C’est pour cela qu’au fond intui­tion et sen­sa­tion jouent au chat et à la sou­ris, la pre­mière ayant besoin de la deuxième pour être per­çue et jus­ti­fiée – mais la deuxième pou­vant très bien vivre sans la pre­mière. Quoique !

Il y a de nom­breux exemples où il est dif­fi­cile de défi­nir si ce qui a agi est l’intuition, ou la sen­sa­tion, ou les deux simul­ta­né­ment. Lorsque Ber­nard a choi­si de man­ger du car­vi par­mi toutes les plantes que je lui appor­tais en Suisse à chaque pro­me­nade, il a appris trois ans plus tard que le car­vi était spé­ci­fique pour gué­rir de l’appendicite (dont il souf­frait à l’époque). La sen­sa­tion (directe, sans pen­dule ni quoique ce soit) de son besoin l’a gui­dé. Mais on peut aus­si appe­ler cela une « juste intui­tion », si l’on tient compte du fait qu’il n’avait pas la connais­sance préa­lable que le car­vi avait ces pro­prié­tés médi­ci­nales.

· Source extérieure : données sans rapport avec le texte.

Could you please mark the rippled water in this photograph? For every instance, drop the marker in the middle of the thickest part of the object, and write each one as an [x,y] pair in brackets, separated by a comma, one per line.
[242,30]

L’instinct et l’intuition pour­raient très bien s’envisager comme fruit de notre vie et des exper­tises qu’elle a déve­lop­pées, à la manière des pou­pées russes : une exper­tise béné­fi­cie de celles qui lui ont pré­cé­dé. Nous sommes très loin du para­dis ori­gi­nel.

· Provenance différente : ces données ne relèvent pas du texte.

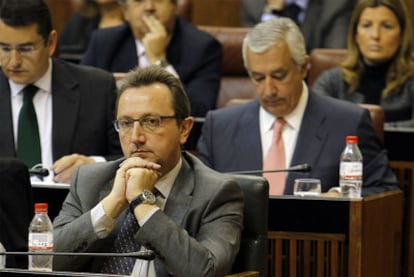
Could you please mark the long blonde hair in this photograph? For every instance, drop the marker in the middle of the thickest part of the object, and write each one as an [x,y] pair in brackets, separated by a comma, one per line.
[402,64]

En danse forum, nous voi­ci en contact avec nos sen­sa­tions, les plus simples et immé­diates lorsqu’on observe com­ment on se sent, sans vel­léi­té d’aucune sorte. L’accueil incon­di­tion­nel de nos sen­sa­tions nous fait nous les réap­pro­prier, ce qui pro­voque quelques fois une appré­hen­sion qu’il faut bien se gar­der de gom­mer. Il y a un appri­voi­se­ment néces­saire semble-t-il entre nous et nos sen­sa­tions, tel­le­ment elles sont char­gées émo­tion­nel­le­ment et cultu­rel­le­ment. Une simple ten­sion phy­sique n’est pas de mise dans notre uni­vers men­tal et cultu­rel : on lui pré­fère la détente, signe de « bien-être », de capa­ci­té à gérer sa vie et à rela­ti­vi­ser etc. (Quitte a por­ter le masque du mec bien dans sa peau, comme l’ont très bien joué les acteurs lors de la ren­contre danse-théâtre forum.)

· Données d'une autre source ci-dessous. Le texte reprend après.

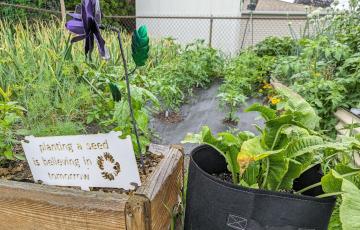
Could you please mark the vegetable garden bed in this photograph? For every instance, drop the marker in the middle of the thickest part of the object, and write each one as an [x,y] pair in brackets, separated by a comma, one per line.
[34,206]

Mais ce que l’on a sou­vent expé­ri­men­té dans cet ate­lier, c’est que l’apprivoisement pro­gres­sif de ce monde de l’involontaire, que reflète la sen­sa­tion, peut déga­ger une véri­table récon­ci­lia­tion avec nous-mêmes. Me récon­ci­lier avec mes ten­sions les a plus fait par­tir que tous mes essais pour les éloi­gner ! Elles n’ont plus eu besoin d’être là pour ras­sem­bler ce qui avait été dis­per­sé, ou recen­trer ce qui avait été « décen­tré », par le trau­ma­tisme du juge­ment et de la mise en défaut : la récon­ci­lia­tion a fait le tra­vail pour elles, en quelque sorte.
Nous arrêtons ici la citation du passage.